Pantau.com - Sejumlah umat Islam di beberapa daerah di Indonesia akan melakukan Aksi Bersama Solidaritas Muslim Uighur China, salah satunya di Jakarta yang bertempat di depan Kedutaan Besar China di Jalan Mega Kuningan, Setia Budi, Jakarta Selatan, selepas shalat Jumat (21/12/2018).
Ribuan massa aksi bela Muslim Uighur berkumpul di depan Kedutaan Besar China untuk menyeruakan protes ke pemerintah China yang dianggap telah melakukan tindakan represif kepada Muslim Uighur di Xinjiang, China.
Beredar sebuah poster bertuliskan "Aksi Bersama Solidaritas untuk Muslim Uighur' oleh Ketua Persaudaraan Alumni 212, Slamet Ma'arif yang menyerukan agar pemerintah Indonesia mengusir Duta Besar Tiongkok dan menyatakan penolakan terhadap komunis. Poster tersebut juga menyerukan agar kelompok etnik tersebut memisahkan diri dari Tiongkok.
Sebanyak 800 personel gabungan dari Kepolisian Republik Indonesia dan Tentara Nasional Indonesia bersiaga dan mengamankan Aksi Bela Uighur. Petugas kepolisian menutup beberapa ruas jalan di area Mega Kuningan, Jakarta Selatan.

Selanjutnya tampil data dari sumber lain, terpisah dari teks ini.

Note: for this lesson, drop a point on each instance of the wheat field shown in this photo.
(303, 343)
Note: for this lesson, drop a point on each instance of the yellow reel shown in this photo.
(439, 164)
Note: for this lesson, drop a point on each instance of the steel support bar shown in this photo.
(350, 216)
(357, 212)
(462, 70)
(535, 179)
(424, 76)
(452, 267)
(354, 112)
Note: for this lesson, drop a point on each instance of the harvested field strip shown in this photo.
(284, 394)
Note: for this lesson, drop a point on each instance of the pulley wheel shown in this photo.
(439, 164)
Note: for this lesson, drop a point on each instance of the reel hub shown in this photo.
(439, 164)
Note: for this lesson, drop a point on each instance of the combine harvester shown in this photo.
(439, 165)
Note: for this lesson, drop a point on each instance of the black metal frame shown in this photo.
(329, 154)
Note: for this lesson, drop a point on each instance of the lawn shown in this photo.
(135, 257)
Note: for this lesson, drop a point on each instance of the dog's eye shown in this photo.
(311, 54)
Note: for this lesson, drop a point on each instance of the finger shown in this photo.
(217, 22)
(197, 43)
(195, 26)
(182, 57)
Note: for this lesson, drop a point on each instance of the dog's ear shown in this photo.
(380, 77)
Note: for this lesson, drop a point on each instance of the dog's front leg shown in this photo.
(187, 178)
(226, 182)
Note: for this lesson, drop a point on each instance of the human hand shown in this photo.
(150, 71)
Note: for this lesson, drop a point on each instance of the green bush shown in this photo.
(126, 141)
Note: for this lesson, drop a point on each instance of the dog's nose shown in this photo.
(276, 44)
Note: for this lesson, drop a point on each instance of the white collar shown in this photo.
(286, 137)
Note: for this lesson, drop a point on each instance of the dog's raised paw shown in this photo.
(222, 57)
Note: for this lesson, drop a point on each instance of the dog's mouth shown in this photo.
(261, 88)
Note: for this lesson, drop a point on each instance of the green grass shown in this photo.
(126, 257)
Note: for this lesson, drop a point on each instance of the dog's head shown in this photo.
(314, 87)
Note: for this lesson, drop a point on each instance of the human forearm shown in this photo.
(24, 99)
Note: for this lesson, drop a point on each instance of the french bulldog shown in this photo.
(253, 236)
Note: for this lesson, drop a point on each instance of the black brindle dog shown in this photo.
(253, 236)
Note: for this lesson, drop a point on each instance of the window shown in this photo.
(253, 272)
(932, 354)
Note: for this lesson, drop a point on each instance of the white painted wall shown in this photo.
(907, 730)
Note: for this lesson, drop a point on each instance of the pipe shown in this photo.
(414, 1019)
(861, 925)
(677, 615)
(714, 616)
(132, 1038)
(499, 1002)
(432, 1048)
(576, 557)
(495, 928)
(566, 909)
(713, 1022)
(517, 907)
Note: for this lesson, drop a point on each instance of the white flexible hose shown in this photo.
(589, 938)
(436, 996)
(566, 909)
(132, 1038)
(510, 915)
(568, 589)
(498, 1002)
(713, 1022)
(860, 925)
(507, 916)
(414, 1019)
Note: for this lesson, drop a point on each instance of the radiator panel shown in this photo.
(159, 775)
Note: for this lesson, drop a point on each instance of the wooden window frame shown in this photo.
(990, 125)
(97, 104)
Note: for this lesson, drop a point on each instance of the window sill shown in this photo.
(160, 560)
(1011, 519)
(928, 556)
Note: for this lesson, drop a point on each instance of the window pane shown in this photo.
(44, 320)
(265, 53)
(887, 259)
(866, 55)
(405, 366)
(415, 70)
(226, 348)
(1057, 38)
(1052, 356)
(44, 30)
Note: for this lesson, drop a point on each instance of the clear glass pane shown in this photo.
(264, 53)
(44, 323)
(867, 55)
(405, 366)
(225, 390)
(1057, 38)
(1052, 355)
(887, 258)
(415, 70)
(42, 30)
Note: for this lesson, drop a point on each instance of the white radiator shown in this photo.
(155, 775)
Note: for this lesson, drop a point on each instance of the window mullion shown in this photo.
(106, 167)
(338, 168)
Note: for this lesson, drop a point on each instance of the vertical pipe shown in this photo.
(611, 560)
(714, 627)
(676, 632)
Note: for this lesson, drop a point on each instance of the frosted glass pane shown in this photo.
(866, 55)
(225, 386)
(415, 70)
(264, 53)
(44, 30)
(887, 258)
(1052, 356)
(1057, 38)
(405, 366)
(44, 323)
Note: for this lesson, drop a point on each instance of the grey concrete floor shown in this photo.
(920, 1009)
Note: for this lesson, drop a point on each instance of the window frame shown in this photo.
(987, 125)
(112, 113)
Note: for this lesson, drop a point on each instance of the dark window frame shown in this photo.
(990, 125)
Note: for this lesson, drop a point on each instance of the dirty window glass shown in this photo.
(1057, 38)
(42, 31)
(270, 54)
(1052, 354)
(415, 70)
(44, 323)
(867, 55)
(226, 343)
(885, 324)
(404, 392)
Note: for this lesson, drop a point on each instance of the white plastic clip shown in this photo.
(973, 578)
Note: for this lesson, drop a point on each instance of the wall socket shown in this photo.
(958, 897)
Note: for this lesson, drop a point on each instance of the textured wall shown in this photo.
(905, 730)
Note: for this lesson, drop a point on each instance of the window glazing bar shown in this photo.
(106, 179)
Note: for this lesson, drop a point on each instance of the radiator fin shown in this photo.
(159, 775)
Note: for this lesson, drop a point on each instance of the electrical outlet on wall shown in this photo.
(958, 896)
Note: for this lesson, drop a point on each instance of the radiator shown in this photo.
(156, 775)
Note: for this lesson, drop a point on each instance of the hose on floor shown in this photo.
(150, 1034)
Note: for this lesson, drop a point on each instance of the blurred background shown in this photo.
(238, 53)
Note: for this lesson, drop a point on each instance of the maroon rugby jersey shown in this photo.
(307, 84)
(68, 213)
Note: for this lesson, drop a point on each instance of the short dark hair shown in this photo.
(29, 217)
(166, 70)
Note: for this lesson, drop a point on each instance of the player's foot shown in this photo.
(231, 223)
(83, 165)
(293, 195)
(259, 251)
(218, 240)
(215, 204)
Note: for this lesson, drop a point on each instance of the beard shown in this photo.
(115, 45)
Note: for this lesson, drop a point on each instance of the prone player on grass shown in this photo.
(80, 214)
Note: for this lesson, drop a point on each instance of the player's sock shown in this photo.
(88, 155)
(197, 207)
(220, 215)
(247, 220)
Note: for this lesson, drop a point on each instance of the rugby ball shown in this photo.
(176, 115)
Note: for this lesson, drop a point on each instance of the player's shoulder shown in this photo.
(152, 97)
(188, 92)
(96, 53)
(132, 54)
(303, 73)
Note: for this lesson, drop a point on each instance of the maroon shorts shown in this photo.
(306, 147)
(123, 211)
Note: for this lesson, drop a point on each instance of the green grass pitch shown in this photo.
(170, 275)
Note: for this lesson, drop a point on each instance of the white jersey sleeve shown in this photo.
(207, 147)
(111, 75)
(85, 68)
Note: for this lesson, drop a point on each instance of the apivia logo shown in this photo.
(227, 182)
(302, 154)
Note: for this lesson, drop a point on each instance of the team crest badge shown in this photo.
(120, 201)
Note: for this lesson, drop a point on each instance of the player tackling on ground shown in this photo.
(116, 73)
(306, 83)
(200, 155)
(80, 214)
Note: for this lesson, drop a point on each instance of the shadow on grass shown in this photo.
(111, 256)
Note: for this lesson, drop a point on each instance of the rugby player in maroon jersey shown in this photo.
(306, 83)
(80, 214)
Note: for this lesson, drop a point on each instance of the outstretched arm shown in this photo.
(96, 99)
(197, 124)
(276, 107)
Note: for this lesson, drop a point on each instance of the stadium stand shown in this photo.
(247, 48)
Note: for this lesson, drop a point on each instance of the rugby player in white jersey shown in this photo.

Baca juga: Pantau Grafis: 5 Perlakuan Diskriminatif China Terhadap Muslim Uighur di Xinjiang
Ruas sisi kiri Jalan Dr Ide Anak Agung Gde Agung, Jalan Mega Kuningan Barat, Jalan Mega Kuningan Barat VIII, dan Jalan Mega Kuningan Barat IX ditutup untuk umum, khususnya untuk kendaraan roda empat. Pasalnya, ruas jalanan tersebut merupakan areal yang mengelilingi Kedutaan Besar China, dan Kediaman Resmi Duta Besar China.
Selain itu, keamanan juga dilakukan dengan pemasangan berupa pagar kawat berduri mengitari areal Kedubes China, berikut jajaran mobil-mobil tank dari Polda Metro Jaya telah terparkir di beberapa ruas jalan.
Isu penangkapan kepada Uighur bukanlah hal baru. Pada Agustus 2018, Komisi PBB untuk Penghapusan Diskriminasi Rasial mengatakan sekitar satu juta Muslim Uighur ditangkjap dan dimasukkan ke dalam kam-kamp khusus di Daerah di Daerah Otonomi Uighur Xinjiang.
Salah satu anggota Komisi PBB Gay McDougall mengatakan bahwa kamp tersebut merupakan zona tanpa hak asasi manusia. Bekas tawanan menjelaskan bahwa tempat tersebut dijaga ketat oleh pasukan bersenjata.
Baca juga: China Kembali Terima Hujatan Atas Penahanan Massal Muslim Uighur di Xinjiang
Warga Uighur yang merupakan penganut agama Islam dipaksa meninggalkan keyakinan mereka. Mereka yang berada di kamp itu juga dihadapkan dengan kekerasan fisik sampai kematian.
Klaim itu disampaikan oleh beberapa mantan penghuni kamp. PBB juga mengaku mendapat laporan ada pengawasan massal yang secara timpang menargetkan populasi etnis Uighur yang berjumlah lebih dari 11 juta orang.
Kedubes Tiongkok di Jakarta sendiri belum berkomentar mengenai rencana Aksi Bela Uighur pada hari ini. Sebelumnya, mereka mengirim rilis pers yang berisi klaim bahwa tidak ada pelanggaran HAM terhadap Uighur.
Menurut Kedubes China, yang ada adalah pemberian pendidikan vokasi mulai dari membuat pakaian hingga pelajaran Bahasa Mandarin agar warga yang terpapar ideologi ekstremis dan separatis bisa kembali membaur ke masyarakat dan mendapat pekerjaan.